Figure 6. Genomic prediction (r-value) of four GWAS-derived SNP marker sets (m10, 10 markers; m2, 2 markers; m6_2pca, 6 markers with PCA=2; m6_3pca, 6 markers with PCA=3). Prediction was conducted through cross-population analysis with five-fold cross-validation (training:validation = 4:1) using seven genomic prediction (GP) models: BA, BB, BL, BRR, rrBLUP, RF, and SVM.
GWAS-derived SNP markers from 80% of the whole panel
Across all scenarios, GWAS-derived SNP markers from 80% of the whole panel generally produced moderate prediction accuracies, with an average r-value of 0.51, ranging from 0.47 in the RF model to 0.54 in the BRR model in cross-population predictions. In cross-self-population predictions, the average r-value increased to 0.55, ranging from 0.46 in RF to 0.58 in BA, BL, and BRR. However, prediction accuracy dropped significantly in across-population predictions, with an average r-value of only 0.12, ranging from 0.10 in RF to 0.12 in the other four Bayesian models (Supplementary Table S4; Figure 7). These findings confirm that the GWAS-derived SNP markers are associated with the tallness trait, but they do not support the application of GS for improving tallness in spinach breeding programs, primarily due to the low predictive ability observed in across-population predictions (Supplementary Table S4; Figure 7).

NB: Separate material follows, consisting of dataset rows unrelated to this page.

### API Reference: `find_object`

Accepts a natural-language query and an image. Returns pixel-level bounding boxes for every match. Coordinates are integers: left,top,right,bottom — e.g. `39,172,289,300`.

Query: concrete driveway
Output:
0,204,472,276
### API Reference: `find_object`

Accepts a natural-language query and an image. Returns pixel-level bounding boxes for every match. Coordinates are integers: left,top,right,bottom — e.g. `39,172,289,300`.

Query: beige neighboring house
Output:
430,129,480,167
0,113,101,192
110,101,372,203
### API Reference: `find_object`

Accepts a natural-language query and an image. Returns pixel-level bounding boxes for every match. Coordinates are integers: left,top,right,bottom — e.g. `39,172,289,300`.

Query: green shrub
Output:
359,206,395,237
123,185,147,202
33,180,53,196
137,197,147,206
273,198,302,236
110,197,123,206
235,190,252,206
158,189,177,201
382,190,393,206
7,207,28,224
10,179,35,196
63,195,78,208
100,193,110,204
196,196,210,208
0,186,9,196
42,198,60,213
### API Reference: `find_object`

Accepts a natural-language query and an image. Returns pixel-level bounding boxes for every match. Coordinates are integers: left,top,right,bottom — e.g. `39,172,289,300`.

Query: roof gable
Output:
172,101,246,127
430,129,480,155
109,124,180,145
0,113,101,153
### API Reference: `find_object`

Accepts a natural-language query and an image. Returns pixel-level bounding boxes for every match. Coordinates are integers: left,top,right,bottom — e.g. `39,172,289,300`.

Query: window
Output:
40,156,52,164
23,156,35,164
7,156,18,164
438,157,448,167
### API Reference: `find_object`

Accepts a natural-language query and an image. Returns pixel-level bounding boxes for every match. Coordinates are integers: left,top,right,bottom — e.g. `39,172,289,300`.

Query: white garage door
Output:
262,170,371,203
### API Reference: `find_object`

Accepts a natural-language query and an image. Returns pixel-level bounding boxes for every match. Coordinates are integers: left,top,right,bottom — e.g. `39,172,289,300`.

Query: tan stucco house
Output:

Figure 7. Genomic prediction (GP) accuracy (r-value) for tallness using GWAS-derived SNP markers. Three prediction strategies were applied: (i) Across_prediction – Using GWAS-derived SNP markers from the training set (80% of the population, 246 accessions) to predict the validation set (20%, 61 accessions); (ii) Cross_prediction – Using all associated SNP markers to predict the entire population (307 accessions); and (iii) Cross_self_prediction – Using GWAS-derived SNP markers from the training set (80%) to predict the training set itself.
GWAS-derived SNP markers using GAGBLUP in GAPIT3
GP was conducted using the GAGBLUP (BLINK) model in GAPIT3 (Figure 8). The reference prediction (self-prediction = All.population.set) and cross-population prediction yielded r-values of 0.41 and 0.39, respectively (Figure 8). However, the r-value dropped significantly to 0.13 in across-population predictions. These findings suggest that GP using only the significant SNP markers identified by GAGBLUP may not be highly effective for selecting the tallness trait in spinach through GS across populations.
Figure 8. Genomic prediction (GP) (r-value) for tallness using the GAGBLUP (BLINK) model in GAPIT3.
Genetic prediction using difference genomic models
Building on the GWAS-derived SNP marker sets, we further evaluated prediction accuracy using seven GP models (BA, BB, BL, BRR, rrBLUP, RF, and SVM) under both cross- and across-population analyses. Overall, all models exhibited comparable r-values (Supplementary Tables S3, S4; Figures 5–7; Supplementary Figure S7), with some variation depending on the marker set.
i. For the ten randomly selected SNP sets, all models yielded average r-values of 0.11 or 0.12 (Supplementary Table S3; Figure 5; Supplementary Figure S7).
ii. For the four GWAS-derived SNP sets (m10: 10 markers; m2: 2 markers; m6_2pca: 6 markers with PCA=2; m6_3pca: 6 markers with PCA=3), BA, BB, BL, BRR, and rrBLUP produced similar average r-values ranging from 0.46 to 0.48, whereas RF and SVM were slightly lower, with 0.44 and 0.38, respectively (Supplementary Table S3; Figure 6).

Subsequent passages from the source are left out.